Ik neem ook een abonnementZondag 12 januari, Bozar, Brussel. Net voor Een Beter België officieel aan de wereld wordt voorgesteld, wil VRT-journaliste Goedele Devroy een paar vragen stellen aan Open VLD-voorzitster Gwendolyn Rutten. Tijdens het korte gesprek vooraf meldt Devroy dat ze graag een reactie wil op de uitspraken van Open VLD-lijsttrekker Bart Somers, die in de weekendeditie van Het Nieuwsblad had verklaard dat een Vlaamse meerderheid voor hem geen vereiste was bij de vorming van de volgende federale regering. Daar heeft Rutten geen zin in. ‘Moet dat?’, vraagt ze de journaliste. ‘Dat is echt een non-debat, hoor.’ En dan nog: ‘Ik ga daar echt niets over zeggen’. Maar Devroy houdt voet bij stuk: wanneer de camera even later loopt, stelt ze de vraag toch.
Een kwartier later staat dezelfde Gwendolyn Rutten op het podium om Een Beter België in te leiden. ‘Het is geen politiek boek, en zeker geen Open VLD-boek’, zegt ze.

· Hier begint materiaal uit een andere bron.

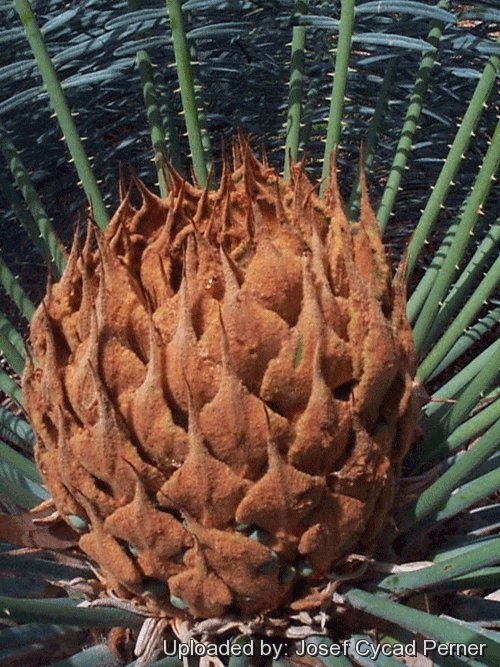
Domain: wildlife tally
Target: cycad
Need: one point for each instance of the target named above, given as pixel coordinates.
(254, 304)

Een ietwat bizarre opmerking, omdat het nu ook niet alledaags is dat een partijvoorzitster een toespraak houdt op een boekvoorstelling. Bovendien zijn met Guy Verhofstadt, Bart Somers, Rolf Falter en Paul De Grauwe meer dan de helft van de auteurs (gewezen) liberalen. Een andere medeauteur, professor Emmanuel Vandenbossche, was eerder al verbonden aan de kabinetten Verhofstadt, Vanhengel en Van Quickenborne. Van Dave Sinardet en Erwin Mortier is geweten dat ze de versterking van de federale staat ook zeer genegen zijn. De boekvoorstelling werd bovendien vooraf gegaan door grootse krantenkoppen in De Morgen en De Tijd, die op basis van de bijdrage van Paul De Grauwe de (economische) meerwaarde van de staatshervorming in twijfel trokken. Klonk allemaal zeer politiek, maar dus niet volgens la Rutten, die Een beter België bestempelt als een ‘ode aan het vrije denken’.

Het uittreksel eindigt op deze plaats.